O CINEMA DE FRANK CAPRA
Às terças feiras à noite -isto faz mais de 50 anos- a televisão dedicava um programa aos astros do cinema. Lembro de um simpático velhinho, um pouco fanhoso e muito compenetrado, que fazia alguns comentários antes de passar o filme. Mais do que comentários eram afirmações rotundas: resultava evidente que para ele o cinema era algo muito sério. Não apenas um passatempo, como algum dos telespectadores poderia irresponsavelmente pensar, comodamente sentado na poltrona, depois do jantar. “Se você quiser relaxar, ou dormir, melhor mudar de canal. Aqui vamos trabalhar, vamos ver cinema do bom”.
Penso que nunca chegou a dizer isto, mas era o que eu -criança- conseguia ler nas suas feições.
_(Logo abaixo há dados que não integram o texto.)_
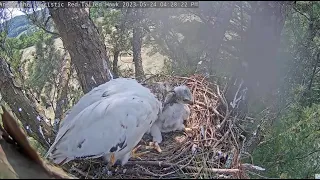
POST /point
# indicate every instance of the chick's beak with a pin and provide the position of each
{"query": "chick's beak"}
(190, 102)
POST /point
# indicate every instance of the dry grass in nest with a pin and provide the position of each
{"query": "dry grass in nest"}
(211, 150)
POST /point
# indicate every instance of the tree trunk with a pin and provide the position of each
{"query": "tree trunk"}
(136, 46)
(23, 108)
(62, 99)
(81, 38)
(115, 63)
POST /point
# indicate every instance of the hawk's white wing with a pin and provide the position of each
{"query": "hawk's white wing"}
(109, 88)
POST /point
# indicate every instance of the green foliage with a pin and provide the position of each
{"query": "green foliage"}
(292, 146)
(119, 41)
(45, 65)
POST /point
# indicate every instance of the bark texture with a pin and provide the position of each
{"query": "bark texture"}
(82, 40)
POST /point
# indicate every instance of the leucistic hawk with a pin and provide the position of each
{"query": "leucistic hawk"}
(174, 113)
(108, 122)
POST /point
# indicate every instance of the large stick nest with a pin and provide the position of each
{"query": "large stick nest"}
(211, 150)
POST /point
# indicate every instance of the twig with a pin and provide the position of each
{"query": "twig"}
(82, 173)
(191, 168)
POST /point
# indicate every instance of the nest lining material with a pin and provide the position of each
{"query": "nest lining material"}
(211, 150)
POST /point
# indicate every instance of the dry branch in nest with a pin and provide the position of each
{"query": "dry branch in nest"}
(211, 150)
Provavelmente isso contribuiu para engordar minha curiosidade pela sétima arte. E, certamente foi lá onde ouvi pela primeira vez falar de Frank Capra. O velhinho fazia uma pausa, tomava fôlego e até enchia a boca quando pronunciava este nome. Deve ser alguém importante – pensei. Alguém muito sério, como este senhor…
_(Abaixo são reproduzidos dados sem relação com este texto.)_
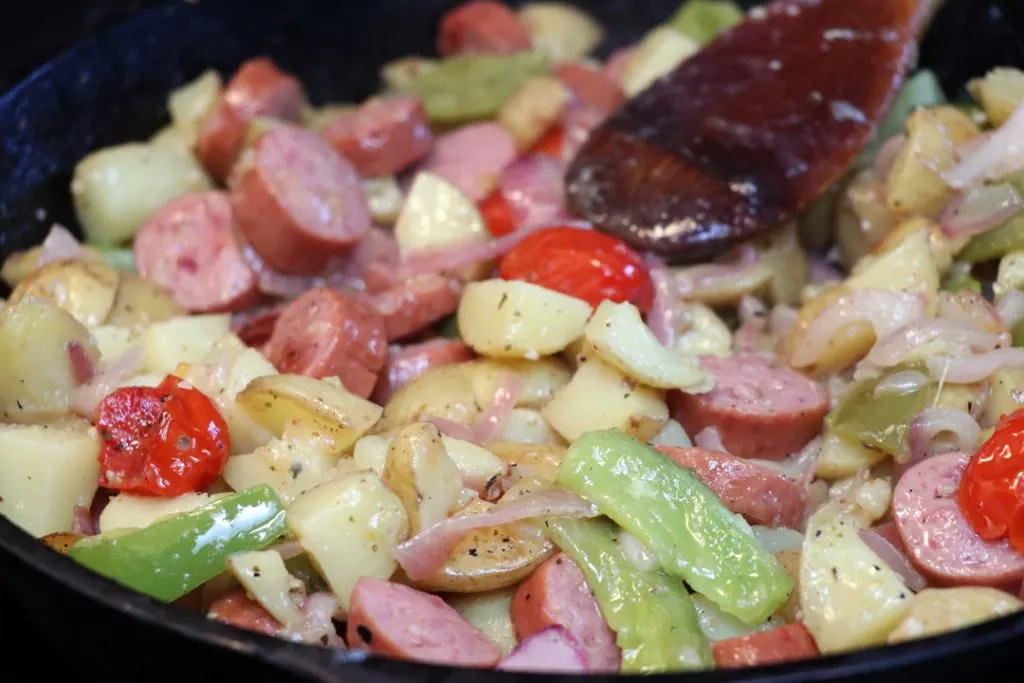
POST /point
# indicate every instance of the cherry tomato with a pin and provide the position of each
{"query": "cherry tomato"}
(992, 486)
(583, 263)
(164, 440)
(497, 214)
Os programas de terça à noite eram ótimos. Não conseguia relacionar o que o comentarista falava com os filmes que, apesar da seriedade do velhinho, divertiam-me à beça. As imagens que de lá guardo sempre me acompanham, com o sabor peculiar do que marca na infância. James Stewart, que ficava de pé horas a fio para “manter a palavra” no senado americano, comendo maças, lendo a Bíblia para os parlamentares. E nas galerias aquela moça bonita, Jean Arthur se chamava, torcendo por ele. Já a tinha visto antes, judiando do Gary Cooper -um dos meus ídolos da infância- naquele filme onde ele fica rico de repente… “Mr. Deeds”. E Bárbara Stanwyck -minha mãe sempre falava dela- embrulhada num sobretudo em cima da camisola, segurando Gary Cooper -novamente ele- para que não pulasse do terraço na noite de Natal. Eram momentos emocionante, divertidos, românticos.
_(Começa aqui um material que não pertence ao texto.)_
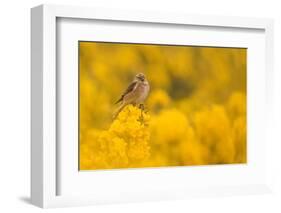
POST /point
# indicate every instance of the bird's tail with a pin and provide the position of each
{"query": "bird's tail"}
(119, 109)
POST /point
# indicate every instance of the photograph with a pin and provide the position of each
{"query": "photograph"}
(160, 105)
Passaram os anos e quando apareceu o Vídeo Cassete um amigo me emprestou o aparelho e uma fita de um filme antigo, “desses que você gosta”. Meu amigo era um bom conhecedor do cinema. Tinha a idade do meu avô e sabia de filmes tanto quanto ele. Bastante lógico, pois na época deles se frequentava o cinema duas ou três vezes por semana; de qualquer modo, a mim sempre me pareceu que sabiam muito, os dois.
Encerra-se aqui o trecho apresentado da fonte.